この、高校時代の二人の出会いが、賢治の心の中に如何に深く
大きな足跡を残していき、生涯に渡って影響を及ぼしていった
のかということは、容易に想像がつく。


この作品は、そんな二人の出会いと別れを、静かに描いていく。

動画さえも極端に抑えた、静止画。
(それも、人物は写真以外はみなシルエット画である!)

その二人のシルエットには、賢治と嘉内。
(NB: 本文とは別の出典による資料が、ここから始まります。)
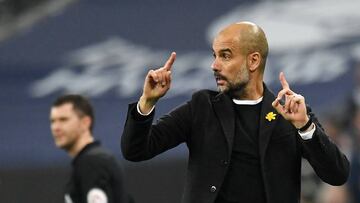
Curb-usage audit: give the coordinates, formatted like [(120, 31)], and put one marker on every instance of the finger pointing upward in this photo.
[(170, 61), (283, 81)]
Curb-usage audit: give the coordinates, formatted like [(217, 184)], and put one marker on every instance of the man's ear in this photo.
[(253, 61)]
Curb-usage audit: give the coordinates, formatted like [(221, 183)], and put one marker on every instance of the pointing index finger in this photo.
[(170, 61), (283, 81)]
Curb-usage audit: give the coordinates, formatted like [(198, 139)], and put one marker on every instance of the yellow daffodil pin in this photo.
[(270, 116)]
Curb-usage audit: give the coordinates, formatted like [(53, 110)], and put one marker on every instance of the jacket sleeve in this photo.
[(329, 163), (142, 140)]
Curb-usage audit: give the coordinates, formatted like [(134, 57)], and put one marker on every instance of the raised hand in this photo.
[(157, 83), (294, 107)]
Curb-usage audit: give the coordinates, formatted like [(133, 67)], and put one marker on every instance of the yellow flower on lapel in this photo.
[(270, 116)]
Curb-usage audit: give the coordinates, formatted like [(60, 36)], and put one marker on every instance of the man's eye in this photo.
[(226, 56)]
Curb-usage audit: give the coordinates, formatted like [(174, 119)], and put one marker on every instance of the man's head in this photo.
[(240, 52), (72, 119)]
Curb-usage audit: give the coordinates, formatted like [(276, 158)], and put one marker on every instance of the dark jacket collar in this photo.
[(224, 110)]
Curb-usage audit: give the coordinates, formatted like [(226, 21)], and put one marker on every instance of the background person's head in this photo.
[(240, 52), (72, 120)]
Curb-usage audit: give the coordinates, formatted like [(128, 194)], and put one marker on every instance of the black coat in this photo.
[(206, 124)]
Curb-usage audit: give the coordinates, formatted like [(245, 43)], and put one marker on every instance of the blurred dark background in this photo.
[(103, 49)]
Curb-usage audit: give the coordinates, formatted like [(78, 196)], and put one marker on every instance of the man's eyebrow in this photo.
[(222, 50)]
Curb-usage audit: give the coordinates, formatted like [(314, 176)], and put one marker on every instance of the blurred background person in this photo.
[(96, 176)]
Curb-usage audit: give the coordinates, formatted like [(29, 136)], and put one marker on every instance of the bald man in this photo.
[(245, 144)]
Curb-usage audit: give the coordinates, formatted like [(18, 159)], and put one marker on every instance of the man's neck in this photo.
[(252, 91)]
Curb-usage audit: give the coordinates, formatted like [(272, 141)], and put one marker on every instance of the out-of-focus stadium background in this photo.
[(103, 49)]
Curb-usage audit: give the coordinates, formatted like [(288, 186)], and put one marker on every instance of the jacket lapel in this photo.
[(266, 126), (224, 110)]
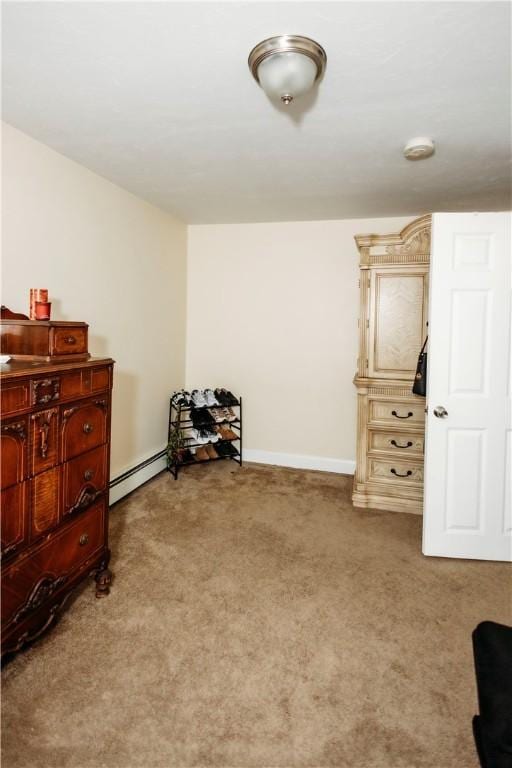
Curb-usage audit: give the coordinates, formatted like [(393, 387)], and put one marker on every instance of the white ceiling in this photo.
[(157, 97)]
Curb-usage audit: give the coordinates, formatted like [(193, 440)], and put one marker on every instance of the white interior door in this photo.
[(468, 453)]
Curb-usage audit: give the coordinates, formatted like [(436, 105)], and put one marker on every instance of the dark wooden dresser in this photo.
[(55, 455)]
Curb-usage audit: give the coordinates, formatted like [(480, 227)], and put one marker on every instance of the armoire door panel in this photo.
[(13, 451), (397, 322)]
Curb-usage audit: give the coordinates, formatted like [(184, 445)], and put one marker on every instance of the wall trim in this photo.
[(128, 481), (320, 463)]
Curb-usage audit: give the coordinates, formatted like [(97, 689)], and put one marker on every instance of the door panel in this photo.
[(467, 505), (397, 328)]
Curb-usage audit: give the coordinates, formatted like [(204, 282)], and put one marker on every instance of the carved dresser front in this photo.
[(394, 272), (55, 454)]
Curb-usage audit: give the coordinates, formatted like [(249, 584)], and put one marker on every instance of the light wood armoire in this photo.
[(392, 328)]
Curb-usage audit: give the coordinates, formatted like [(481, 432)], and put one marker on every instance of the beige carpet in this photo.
[(258, 620)]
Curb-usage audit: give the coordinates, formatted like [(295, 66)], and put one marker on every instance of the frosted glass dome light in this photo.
[(287, 66)]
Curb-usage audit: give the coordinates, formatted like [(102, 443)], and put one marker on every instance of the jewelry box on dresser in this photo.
[(55, 456), (394, 273)]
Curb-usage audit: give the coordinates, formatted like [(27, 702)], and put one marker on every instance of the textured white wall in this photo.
[(272, 314), (107, 258)]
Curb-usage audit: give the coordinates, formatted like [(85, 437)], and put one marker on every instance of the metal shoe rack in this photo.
[(179, 418)]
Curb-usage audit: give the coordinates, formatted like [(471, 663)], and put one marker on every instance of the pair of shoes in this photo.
[(201, 417), (181, 397), (226, 449), (223, 414), (225, 397), (203, 398), (204, 435), (226, 433)]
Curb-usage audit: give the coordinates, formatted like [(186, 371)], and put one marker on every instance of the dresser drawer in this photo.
[(14, 515), (68, 341), (408, 412), (84, 427), (410, 443), (87, 381), (14, 397), (83, 479), (13, 451), (399, 471), (45, 391), (28, 582)]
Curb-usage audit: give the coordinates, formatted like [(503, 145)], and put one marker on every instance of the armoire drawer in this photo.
[(408, 412), (398, 472), (28, 582), (14, 397), (70, 340), (84, 426), (87, 381), (84, 478), (410, 443)]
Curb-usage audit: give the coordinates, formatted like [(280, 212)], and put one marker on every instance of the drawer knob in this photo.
[(397, 474), (397, 416)]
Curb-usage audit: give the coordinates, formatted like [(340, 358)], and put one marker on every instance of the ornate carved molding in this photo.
[(410, 246), (44, 588), (18, 428), (43, 423), (45, 390)]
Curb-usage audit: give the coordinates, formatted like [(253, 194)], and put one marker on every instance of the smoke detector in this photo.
[(419, 148)]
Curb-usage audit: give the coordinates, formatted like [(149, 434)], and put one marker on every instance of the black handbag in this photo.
[(420, 378)]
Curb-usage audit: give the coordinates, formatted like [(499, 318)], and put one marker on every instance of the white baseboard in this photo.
[(130, 480), (321, 463)]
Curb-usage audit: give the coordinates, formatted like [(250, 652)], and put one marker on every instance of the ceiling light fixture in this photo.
[(287, 66), (419, 148)]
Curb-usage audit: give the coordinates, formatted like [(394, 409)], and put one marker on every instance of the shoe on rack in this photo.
[(201, 417), (226, 433), (213, 436), (212, 453), (210, 398), (216, 414), (231, 414), (198, 398), (221, 396), (181, 397), (232, 399)]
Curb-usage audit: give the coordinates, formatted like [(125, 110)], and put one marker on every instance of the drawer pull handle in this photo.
[(395, 414), (397, 474), (399, 445)]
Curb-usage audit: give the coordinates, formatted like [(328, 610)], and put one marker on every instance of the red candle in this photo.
[(43, 309)]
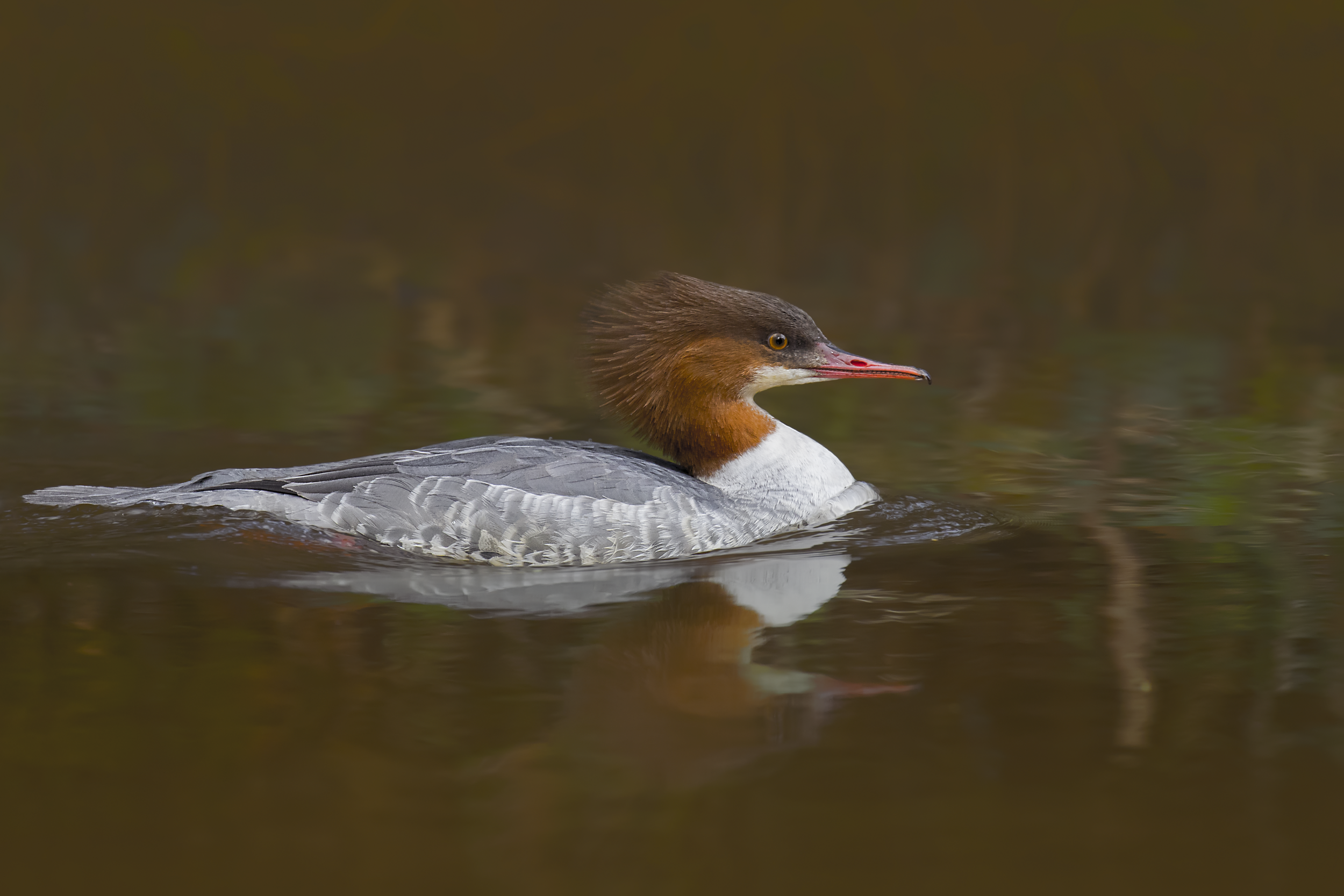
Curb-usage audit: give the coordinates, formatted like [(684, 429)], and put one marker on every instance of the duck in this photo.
[(676, 358)]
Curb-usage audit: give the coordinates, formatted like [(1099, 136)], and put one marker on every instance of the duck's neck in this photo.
[(784, 468)]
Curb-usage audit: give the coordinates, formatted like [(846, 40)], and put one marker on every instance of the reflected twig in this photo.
[(1129, 640)]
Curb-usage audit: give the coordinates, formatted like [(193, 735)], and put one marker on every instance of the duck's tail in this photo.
[(100, 494)]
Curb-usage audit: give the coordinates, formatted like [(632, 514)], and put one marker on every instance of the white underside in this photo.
[(785, 483), (792, 480)]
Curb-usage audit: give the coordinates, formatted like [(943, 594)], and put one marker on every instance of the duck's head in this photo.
[(681, 359)]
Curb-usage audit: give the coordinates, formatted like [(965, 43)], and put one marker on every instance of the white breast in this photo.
[(795, 477)]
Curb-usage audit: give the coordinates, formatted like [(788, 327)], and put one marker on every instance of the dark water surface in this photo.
[(1092, 641)]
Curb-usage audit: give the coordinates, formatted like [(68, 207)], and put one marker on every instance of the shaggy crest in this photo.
[(675, 356)]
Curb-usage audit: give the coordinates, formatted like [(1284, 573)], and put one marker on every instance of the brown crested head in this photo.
[(681, 358)]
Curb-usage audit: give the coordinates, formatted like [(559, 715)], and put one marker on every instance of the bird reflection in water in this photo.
[(663, 703)]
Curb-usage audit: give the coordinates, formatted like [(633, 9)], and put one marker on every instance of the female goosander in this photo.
[(678, 358)]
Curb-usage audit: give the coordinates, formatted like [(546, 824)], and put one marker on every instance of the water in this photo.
[(1090, 641)]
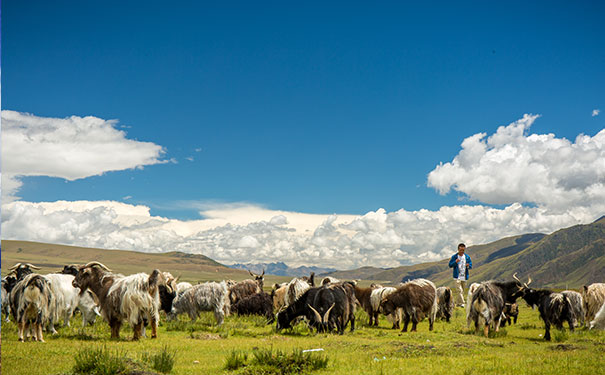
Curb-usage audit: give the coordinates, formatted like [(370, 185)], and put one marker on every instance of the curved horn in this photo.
[(317, 316), (15, 267), (327, 314), (90, 264)]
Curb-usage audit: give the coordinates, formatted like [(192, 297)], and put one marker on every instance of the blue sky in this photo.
[(318, 108)]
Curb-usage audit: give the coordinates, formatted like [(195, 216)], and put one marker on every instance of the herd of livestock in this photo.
[(37, 302)]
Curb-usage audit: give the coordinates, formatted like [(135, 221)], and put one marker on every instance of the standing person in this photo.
[(461, 263)]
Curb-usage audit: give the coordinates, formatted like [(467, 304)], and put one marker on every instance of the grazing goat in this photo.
[(488, 302), (511, 310), (329, 280), (300, 307), (577, 306), (133, 298), (445, 303), (554, 308), (8, 283), (30, 300), (246, 288), (417, 298), (364, 295), (256, 304), (599, 321), (594, 297), (376, 298), (334, 307), (209, 296)]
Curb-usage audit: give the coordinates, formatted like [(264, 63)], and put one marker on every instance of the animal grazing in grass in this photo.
[(376, 298), (246, 288), (333, 307), (599, 321), (364, 296), (577, 306), (445, 303), (256, 304), (133, 298), (211, 296), (554, 308), (30, 302), (488, 302), (417, 298), (594, 297), (509, 314)]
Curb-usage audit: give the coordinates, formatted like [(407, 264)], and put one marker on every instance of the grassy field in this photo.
[(202, 347)]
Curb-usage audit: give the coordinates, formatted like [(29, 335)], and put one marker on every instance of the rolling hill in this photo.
[(52, 258), (567, 258)]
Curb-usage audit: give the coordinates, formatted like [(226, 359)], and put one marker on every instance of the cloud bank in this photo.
[(71, 148), (563, 181)]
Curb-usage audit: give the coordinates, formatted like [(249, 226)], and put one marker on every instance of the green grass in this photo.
[(202, 347)]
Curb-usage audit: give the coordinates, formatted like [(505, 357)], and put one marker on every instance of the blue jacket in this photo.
[(454, 265)]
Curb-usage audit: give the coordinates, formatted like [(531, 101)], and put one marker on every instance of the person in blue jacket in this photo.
[(461, 263)]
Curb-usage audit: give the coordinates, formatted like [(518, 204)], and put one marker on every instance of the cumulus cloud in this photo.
[(71, 148), (378, 238), (513, 166)]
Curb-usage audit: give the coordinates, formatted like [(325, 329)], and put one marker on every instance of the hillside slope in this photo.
[(52, 258)]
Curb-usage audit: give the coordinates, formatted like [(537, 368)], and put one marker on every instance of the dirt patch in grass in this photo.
[(564, 347)]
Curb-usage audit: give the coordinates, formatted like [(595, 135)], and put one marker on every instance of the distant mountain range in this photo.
[(281, 269), (567, 258)]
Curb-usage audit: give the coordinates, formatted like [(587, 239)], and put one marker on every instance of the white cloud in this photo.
[(71, 148), (378, 238), (513, 166)]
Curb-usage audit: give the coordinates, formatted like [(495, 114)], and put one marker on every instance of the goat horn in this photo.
[(327, 314), (317, 316), (90, 264)]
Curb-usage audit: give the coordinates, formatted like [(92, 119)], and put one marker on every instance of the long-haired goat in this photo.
[(445, 303), (133, 298), (209, 296), (594, 297), (577, 306), (376, 298), (30, 300), (488, 302), (599, 321), (256, 304), (417, 298), (554, 308), (247, 287)]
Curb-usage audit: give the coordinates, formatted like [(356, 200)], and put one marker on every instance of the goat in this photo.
[(256, 304), (133, 298), (364, 295), (329, 280), (594, 297), (511, 310), (247, 287), (599, 320), (445, 303), (30, 300), (8, 283), (554, 308), (209, 296), (488, 302), (334, 307), (577, 306), (417, 298), (377, 296)]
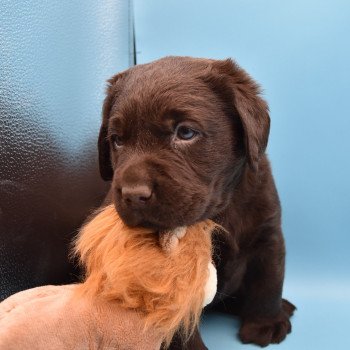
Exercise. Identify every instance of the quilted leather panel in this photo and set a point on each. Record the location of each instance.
(54, 60)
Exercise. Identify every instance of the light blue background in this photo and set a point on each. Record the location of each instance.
(299, 51)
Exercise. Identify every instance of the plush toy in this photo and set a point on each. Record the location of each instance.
(139, 289)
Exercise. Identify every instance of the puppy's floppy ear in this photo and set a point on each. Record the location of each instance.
(243, 94)
(104, 154)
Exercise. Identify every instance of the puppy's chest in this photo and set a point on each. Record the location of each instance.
(231, 267)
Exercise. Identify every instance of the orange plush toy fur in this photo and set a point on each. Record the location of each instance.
(140, 288)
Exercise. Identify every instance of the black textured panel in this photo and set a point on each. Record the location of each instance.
(54, 60)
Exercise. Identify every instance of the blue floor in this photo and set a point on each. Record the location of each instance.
(321, 321)
(299, 52)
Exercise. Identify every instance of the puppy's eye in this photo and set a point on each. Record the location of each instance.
(185, 133)
(117, 141)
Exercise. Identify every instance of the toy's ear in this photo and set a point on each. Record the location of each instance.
(242, 94)
(104, 154)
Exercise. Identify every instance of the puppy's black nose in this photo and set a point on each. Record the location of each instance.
(136, 195)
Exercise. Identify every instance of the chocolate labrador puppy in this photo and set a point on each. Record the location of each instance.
(183, 140)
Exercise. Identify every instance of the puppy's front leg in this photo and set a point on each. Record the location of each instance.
(194, 343)
(264, 314)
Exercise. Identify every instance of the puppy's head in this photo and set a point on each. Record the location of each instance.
(175, 137)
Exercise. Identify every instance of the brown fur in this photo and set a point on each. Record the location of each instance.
(129, 267)
(222, 174)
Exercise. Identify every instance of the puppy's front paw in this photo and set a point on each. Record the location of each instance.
(270, 330)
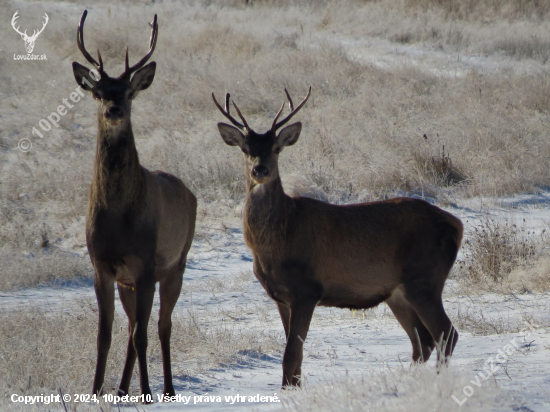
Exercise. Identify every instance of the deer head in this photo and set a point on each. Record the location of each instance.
(29, 41)
(261, 150)
(114, 95)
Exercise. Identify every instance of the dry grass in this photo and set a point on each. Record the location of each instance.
(504, 255)
(418, 388)
(364, 126)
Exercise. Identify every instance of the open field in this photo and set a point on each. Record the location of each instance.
(446, 100)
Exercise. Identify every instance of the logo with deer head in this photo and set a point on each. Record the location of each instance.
(29, 40)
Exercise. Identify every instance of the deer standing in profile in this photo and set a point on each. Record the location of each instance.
(139, 224)
(308, 253)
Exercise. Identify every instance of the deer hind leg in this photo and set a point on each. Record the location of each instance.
(421, 339)
(128, 299)
(429, 307)
(170, 289)
(284, 312)
(300, 318)
(105, 293)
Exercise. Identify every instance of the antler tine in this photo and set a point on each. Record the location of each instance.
(152, 45)
(226, 111)
(289, 100)
(241, 116)
(227, 102)
(80, 42)
(294, 111)
(100, 61)
(278, 114)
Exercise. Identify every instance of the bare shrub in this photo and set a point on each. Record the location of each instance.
(494, 249)
(438, 168)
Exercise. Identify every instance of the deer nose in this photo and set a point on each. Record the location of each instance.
(113, 112)
(260, 171)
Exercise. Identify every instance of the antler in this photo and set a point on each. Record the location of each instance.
(152, 44)
(80, 42)
(228, 115)
(35, 33)
(276, 125)
(15, 17)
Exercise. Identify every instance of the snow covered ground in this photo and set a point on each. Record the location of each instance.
(342, 344)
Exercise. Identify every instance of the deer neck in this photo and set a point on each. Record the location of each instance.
(265, 212)
(118, 180)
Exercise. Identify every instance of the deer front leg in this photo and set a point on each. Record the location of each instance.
(105, 293)
(170, 289)
(300, 318)
(128, 299)
(144, 274)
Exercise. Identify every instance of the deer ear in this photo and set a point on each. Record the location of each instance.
(287, 137)
(231, 135)
(83, 78)
(143, 78)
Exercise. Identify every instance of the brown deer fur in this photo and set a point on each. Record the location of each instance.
(139, 224)
(308, 253)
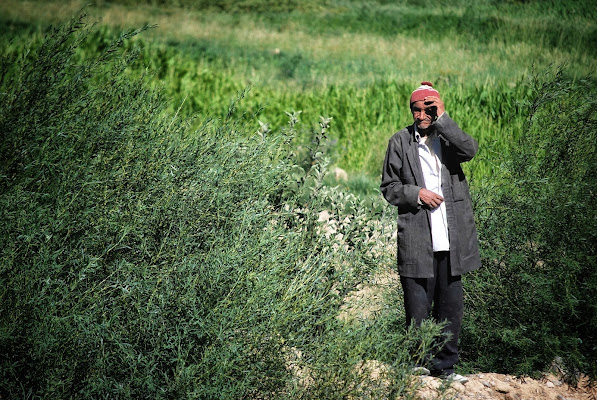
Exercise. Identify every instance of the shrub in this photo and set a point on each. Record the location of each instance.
(535, 300)
(142, 259)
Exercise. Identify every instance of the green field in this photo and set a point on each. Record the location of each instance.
(356, 62)
(165, 165)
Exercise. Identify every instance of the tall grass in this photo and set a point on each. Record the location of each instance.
(143, 258)
(356, 62)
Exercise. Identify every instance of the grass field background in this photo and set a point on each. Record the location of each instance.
(172, 226)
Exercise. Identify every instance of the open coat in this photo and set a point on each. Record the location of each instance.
(402, 178)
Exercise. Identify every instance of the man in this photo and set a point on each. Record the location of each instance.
(437, 238)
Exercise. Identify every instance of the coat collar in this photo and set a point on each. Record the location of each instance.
(413, 157)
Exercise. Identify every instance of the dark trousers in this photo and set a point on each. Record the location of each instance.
(440, 297)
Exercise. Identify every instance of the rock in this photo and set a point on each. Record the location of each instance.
(503, 387)
(340, 174)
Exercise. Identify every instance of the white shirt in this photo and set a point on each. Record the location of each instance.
(430, 156)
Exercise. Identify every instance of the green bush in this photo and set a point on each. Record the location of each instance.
(535, 300)
(140, 258)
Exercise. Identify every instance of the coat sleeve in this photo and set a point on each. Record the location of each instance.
(398, 183)
(464, 146)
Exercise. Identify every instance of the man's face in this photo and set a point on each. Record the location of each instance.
(423, 115)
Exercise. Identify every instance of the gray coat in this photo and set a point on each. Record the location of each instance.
(402, 178)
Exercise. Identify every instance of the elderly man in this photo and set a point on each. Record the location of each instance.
(437, 238)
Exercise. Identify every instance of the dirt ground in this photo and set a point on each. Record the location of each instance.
(492, 386)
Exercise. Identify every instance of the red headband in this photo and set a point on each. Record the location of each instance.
(423, 91)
それぞれの心の淵が
象徴されているように僕には思える。

黒く塗り込められた色は、一見描き出すという営みを拒否して
いるようにも見えるが、人が誰も心の中に持つ淵を見通すこと
によって、その闇の先に潜む”本当の幸いを求める心”を、
この作品を通じて見つめていこうとする監督の決意が篭められて
いるように、僕には感じられたのだ。


どこかの館で、この作品とKAGAYA氏の「銀河鉄道の夜」をカップ
リング上映してくれないかと思う。

あの、岩手山頂での二人の思い出が、賢治の中でどのように結実
していったのか。

そして、そこにどれほどの悲しい願いが篭められていたのか

それらを、俯瞰的に観ることができると思うからである。

そしてそれは、鏡像のように嘉内の心をも照らし出す。

この、勿忘草の歌詞にあるように。

 「勿忘草(わすれなぐさ)の歌

  捕(とら)よとすればその手から小鳥は空へ飛んで行く
  仕合わせ尋(たず)ね行く道の遙けき眼路に涙する

  抱かんとすれば我が掌(て)から鳥はみ空へ逃げて行く
  仕合わせ求め行く道にはぐれし友よ今何処(いずこ)

  流れの岸の一本(ひともと)はみ空の色の水浅葱(みずあさぎ)
  波悉(ことごと)く口付けしはた悉く忘れ行く



ただ、それは。
まるで二人の心を、南十字から北十字まで一望にするようにして
見てしまうことにもなって、少しはしたなく、申し訳ないような
気もする。


だから。

今はただ。
本編26分という時間を超えた広がりを、感じさせてくれた。
この作品の余韻を、静かに脳裏で噛み締めていたい。





■スペースジャンク(課題)/Space Junk (24min.) アメリカ


スペースジャンクとは、デブリのこと。
どうもあちらでは、そう称するそうである。

となれば、我々がよく用いる”スペースデブリ”という語彙は、
実は和製英語だったのか。

あの名作「プラネテス」の中で主人公たちが所属する担当名は
おろか、ナレーションの冒頭から変わっちゃうぞ!?

…と、まあ。
のっけから楽しい妄想をさせてくれた作品である。


オープニングのタイトルロゴの描写からして、内容と見事に
マッチして楽しませてくれる。

そんな、いい作品であった。

ただ、CGの描写に関して言えば、本作品は今年(2012)の作品
なんだけれど、少し古めかしさを感じる。


まあそれもまた、味わいの一つであろう。


今、我々の手が届く宇宙では、何が起こっているのか。
そして、何が原因でそうなったのか。
このまま行けば、どうなってしまうのか。


そうした知識を、映像を楽しみながら得ることができる。
まさに、化学啓蒙番組の王道のような作品であった。